VSCO (Visual Services Company) did something really creative with their business model – they produced a series of presets for Adobe Photoshop Lightroom and Adobe Camera Raw that simulate many of the films from the film days. While every photographer remembers film (at least on some level), there are a few films that standout through photographic history. The VSCO team now gives you FujiChrome Velvia, Kodak Tri-X 3200, and hundreds more at a simple click a button. Here’s what they have to say about themselves on their website:
“Our goal is to honor art and artist while fueling a worldwide creative movement through innovative tools and experimental projects.”

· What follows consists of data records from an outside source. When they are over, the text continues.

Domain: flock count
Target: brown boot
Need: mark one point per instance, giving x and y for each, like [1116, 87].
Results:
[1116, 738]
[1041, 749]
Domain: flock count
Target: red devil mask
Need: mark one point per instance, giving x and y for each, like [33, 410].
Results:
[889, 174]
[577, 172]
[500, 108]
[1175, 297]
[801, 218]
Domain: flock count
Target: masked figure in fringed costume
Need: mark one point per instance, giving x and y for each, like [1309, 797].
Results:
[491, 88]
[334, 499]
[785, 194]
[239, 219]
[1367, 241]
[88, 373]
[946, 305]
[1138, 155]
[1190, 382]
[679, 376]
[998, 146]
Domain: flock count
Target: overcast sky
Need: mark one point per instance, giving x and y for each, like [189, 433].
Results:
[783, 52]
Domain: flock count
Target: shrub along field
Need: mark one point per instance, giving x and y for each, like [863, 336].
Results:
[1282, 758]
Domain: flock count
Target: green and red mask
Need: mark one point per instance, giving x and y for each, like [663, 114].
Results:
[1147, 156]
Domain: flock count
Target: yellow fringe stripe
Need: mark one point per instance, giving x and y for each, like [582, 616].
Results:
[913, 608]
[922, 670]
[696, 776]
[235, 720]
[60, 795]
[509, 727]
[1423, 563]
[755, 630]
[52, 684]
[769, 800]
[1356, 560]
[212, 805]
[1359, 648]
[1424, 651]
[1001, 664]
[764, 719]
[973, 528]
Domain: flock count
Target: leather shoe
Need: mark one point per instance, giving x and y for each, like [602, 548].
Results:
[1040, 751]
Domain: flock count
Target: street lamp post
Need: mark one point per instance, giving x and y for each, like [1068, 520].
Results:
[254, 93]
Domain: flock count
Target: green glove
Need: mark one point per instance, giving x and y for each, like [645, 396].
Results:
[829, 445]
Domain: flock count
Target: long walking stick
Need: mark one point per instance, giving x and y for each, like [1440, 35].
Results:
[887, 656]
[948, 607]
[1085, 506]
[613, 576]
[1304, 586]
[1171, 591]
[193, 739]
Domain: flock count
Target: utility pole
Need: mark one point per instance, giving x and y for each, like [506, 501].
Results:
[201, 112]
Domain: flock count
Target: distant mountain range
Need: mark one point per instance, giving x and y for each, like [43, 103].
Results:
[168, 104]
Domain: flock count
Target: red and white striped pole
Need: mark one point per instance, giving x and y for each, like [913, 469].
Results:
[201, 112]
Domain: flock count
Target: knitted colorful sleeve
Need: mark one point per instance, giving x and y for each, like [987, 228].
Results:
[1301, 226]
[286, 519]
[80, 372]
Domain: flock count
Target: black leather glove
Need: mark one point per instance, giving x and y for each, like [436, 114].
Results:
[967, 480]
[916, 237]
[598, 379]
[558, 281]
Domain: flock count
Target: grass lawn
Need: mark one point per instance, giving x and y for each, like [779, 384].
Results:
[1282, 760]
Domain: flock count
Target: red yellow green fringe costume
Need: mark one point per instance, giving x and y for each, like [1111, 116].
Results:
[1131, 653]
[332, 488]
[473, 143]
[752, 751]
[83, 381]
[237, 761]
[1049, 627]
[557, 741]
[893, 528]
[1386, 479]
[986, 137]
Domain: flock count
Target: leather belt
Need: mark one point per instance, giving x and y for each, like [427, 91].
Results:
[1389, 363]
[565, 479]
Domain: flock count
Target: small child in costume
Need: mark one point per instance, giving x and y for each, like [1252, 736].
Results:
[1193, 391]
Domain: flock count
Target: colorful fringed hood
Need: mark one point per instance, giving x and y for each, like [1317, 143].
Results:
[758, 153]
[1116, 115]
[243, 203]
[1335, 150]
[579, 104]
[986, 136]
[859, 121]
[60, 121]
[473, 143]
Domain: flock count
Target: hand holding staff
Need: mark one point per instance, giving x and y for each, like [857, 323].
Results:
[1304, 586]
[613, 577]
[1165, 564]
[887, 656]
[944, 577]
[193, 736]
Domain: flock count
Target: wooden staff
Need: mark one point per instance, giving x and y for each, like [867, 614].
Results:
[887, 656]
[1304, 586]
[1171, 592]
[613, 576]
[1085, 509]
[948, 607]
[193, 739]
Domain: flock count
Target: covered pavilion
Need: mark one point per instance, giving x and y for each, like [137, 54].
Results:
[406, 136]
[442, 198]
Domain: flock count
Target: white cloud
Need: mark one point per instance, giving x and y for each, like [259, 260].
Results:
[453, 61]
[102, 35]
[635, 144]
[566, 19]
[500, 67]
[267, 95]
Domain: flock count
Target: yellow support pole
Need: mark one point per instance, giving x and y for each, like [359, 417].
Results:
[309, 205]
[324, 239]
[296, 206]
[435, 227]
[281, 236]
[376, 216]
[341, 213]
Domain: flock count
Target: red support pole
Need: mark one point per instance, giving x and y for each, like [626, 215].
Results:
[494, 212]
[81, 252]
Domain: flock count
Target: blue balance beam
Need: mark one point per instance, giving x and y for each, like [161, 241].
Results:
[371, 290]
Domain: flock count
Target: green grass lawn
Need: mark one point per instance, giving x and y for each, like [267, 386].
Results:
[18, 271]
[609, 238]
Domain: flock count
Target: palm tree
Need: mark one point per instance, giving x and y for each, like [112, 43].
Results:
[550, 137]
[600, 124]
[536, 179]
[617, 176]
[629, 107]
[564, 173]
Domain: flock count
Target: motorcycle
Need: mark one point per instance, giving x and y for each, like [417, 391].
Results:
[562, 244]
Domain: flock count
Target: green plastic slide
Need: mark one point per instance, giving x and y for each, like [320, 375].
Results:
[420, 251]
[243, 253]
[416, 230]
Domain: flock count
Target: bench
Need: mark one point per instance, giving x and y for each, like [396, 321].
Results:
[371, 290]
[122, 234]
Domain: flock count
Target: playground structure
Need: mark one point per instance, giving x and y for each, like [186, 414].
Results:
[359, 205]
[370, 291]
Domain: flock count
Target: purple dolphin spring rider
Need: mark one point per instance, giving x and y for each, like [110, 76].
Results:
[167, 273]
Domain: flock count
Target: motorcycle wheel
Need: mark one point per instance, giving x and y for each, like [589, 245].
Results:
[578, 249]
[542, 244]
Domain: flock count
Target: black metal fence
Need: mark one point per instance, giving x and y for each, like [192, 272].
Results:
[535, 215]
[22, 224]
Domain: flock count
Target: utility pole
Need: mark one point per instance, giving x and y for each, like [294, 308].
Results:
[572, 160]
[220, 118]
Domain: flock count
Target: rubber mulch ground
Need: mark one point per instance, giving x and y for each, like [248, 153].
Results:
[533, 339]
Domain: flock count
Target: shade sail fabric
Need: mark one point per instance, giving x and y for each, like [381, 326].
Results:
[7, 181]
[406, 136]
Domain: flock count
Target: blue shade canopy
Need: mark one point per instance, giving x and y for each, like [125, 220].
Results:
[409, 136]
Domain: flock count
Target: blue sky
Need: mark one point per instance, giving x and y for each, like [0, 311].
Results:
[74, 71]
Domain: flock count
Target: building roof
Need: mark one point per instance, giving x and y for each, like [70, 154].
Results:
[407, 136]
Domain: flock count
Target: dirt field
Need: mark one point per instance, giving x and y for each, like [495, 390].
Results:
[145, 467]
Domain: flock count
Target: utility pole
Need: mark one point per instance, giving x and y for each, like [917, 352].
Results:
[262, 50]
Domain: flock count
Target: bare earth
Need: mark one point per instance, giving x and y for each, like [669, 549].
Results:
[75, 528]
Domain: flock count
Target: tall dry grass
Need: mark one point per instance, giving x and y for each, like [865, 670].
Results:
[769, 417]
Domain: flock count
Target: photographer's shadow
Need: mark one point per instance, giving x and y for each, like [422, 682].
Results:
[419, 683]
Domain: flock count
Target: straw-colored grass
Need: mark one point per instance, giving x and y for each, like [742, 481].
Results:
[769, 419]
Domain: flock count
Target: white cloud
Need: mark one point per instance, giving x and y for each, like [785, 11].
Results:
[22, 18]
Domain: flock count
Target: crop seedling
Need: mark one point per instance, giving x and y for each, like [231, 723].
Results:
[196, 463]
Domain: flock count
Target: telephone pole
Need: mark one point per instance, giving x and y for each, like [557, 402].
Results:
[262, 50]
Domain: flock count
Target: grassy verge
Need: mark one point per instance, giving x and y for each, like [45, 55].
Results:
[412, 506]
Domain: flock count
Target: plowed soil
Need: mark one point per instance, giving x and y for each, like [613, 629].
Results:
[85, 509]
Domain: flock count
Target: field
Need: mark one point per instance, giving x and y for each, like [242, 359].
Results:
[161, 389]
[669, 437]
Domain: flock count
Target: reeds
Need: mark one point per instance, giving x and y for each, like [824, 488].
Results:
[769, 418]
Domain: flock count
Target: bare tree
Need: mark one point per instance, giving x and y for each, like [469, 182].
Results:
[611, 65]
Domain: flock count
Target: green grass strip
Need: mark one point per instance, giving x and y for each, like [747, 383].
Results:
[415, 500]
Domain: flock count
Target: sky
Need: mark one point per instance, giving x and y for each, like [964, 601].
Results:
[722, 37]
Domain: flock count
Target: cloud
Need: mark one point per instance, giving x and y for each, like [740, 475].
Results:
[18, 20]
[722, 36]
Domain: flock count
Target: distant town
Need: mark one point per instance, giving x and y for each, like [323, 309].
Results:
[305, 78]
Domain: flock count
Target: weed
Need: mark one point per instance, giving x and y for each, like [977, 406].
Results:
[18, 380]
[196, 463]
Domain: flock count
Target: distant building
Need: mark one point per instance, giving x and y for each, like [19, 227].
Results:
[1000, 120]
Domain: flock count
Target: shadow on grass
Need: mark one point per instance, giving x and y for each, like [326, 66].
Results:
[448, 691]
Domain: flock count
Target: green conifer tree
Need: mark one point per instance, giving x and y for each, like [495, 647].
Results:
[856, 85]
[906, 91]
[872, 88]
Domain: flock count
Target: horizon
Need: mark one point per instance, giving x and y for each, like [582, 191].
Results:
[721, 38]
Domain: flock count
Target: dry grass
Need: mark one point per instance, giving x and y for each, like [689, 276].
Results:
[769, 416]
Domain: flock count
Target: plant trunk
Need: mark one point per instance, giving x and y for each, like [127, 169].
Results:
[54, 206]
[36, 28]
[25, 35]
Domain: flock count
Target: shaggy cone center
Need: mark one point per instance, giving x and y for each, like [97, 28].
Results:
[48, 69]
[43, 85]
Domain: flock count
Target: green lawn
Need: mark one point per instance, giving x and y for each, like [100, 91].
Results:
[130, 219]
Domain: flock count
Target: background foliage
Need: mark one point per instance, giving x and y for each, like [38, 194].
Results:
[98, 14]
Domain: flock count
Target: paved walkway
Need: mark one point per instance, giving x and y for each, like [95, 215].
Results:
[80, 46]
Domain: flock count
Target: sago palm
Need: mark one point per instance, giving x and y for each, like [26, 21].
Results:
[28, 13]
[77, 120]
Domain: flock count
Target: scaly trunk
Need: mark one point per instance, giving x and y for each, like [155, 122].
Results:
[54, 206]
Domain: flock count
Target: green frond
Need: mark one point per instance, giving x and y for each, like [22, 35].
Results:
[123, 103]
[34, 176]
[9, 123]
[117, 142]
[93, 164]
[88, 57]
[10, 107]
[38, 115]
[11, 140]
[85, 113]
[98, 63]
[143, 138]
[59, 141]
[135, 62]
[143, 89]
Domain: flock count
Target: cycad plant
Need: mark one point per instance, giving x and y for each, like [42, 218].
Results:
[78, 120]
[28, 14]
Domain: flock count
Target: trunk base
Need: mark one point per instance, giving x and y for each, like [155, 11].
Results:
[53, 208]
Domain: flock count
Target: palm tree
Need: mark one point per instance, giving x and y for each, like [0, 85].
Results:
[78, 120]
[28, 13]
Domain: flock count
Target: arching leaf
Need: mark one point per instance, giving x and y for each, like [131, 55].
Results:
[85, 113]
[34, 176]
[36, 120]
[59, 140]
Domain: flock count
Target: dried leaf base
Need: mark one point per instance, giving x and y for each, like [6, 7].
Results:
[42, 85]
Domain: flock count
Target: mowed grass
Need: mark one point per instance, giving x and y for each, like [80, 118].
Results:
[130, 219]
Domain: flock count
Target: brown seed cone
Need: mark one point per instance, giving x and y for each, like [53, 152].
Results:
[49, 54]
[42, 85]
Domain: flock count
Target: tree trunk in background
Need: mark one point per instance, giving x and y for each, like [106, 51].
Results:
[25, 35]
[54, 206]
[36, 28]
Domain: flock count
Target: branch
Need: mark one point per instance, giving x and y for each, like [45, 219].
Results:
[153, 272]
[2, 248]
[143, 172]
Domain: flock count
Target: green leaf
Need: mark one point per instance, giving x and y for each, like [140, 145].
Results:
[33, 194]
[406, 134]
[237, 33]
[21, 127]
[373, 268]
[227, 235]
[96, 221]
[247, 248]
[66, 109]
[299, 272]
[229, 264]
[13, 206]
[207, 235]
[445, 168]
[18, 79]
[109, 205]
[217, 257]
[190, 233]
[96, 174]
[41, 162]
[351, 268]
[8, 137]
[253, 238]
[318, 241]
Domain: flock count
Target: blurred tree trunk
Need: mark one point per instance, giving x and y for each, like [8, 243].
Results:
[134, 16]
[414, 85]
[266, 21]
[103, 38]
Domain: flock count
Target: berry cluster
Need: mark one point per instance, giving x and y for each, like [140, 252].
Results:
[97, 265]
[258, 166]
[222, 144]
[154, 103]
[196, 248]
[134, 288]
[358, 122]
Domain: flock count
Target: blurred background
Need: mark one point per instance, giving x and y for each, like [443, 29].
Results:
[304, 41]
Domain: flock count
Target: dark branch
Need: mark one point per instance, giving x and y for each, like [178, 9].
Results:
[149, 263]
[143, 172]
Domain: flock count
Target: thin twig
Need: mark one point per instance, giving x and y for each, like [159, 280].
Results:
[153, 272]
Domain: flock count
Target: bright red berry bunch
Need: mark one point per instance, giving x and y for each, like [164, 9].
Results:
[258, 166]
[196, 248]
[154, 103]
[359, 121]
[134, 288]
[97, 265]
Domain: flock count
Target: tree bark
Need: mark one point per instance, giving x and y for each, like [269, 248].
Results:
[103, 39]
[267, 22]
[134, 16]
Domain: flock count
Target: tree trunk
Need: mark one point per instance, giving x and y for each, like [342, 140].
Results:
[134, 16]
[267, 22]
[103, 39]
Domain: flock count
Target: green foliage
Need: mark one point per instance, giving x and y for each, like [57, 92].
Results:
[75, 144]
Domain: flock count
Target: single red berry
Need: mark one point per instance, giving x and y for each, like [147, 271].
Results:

The bottom line here – if you use VSCO software on your computer, you can quickly replicate a particular look, or evoke a particular feel that film gave you without spending a ton of hours creating your own Lightroom or Camera Raw presets. We use them as a key starting point in our processing work flow, and highly recommend them. This is a really inexpensive way to take your photography to a new level. While it won’t help you in the field like some of our other gift ideas, it will certainly take your digital darkroom to a new creative level.
Check out the VSCO websites for all the details, options and pricing info.
For your computer:
They also have an app for your iPhone/iPad/Android:
The staff here at TPW uses and recommends SanDisk cards and card readers, but there are plenty of manufacturers, sizes, speeds and styles available beyond our choice.
After many conversations with photographers, two schools of thought emerge. The first, is to get more cards at a slightly smaller size (16MB instead of 32 or 64MB) so that if you lose a card you don’t lose that many images. The second, is get the biggest card you can (64MB or larger) and shoot all day. More memory equates to a greater cost per card, so keep that in mind as you reach for your credit card. Larger sensors create larger files, so keeping plenty of memory on hand and accessible is a great idea as well.
Another gift option within this category is to get memory card storage to safely transport your cards to and from the shoot. While there are a number of options out there, look to companies that sell camera cases or backpacks. Pelican makes a waterproof hard-case option and Think Tank has a soft sided version that fits in your pocket like wallet.
Electronic devices, especially ones as complicated as the DSLR’s we all use, require power. Often a lot of it. Having an extra set of batteries may be the difference between getting the shot or yelling at yourself later. We recommend spending a little extra and purchasing the manufacturers batteries. You can find batteries with more charge (and potentially a longer use time in camera) but you may not get the same warranty or guarantee from the manufacturer. Non-OEM batteries may be more prone to issues as well. We cannot state with any certainty that buying a battery not made by your camera manufacturer will damage your gear, but we leave that decision up to you.
It seems that every photographer has some type of eBook these days. You’ll find eBooks to help you take better pictures, many will tell you where great locations are, and even more will show you beautiful images. You’ll find them on many photographer’s websites, so once you find a photographer whose style or look appeals to you, check to see if they have created any eBooks that speak to you. You’ll find a number of offerings from Jay Goodrich and if you sign up for his newsletter they are all free!
Our goal with this list is to provide a few specialty items that we use that will not break the bank for anyone looking to get you a photography gift this season. This way you may actually get something useful for photography, instead of some gag photographer gift that doesn’t help you further your craft.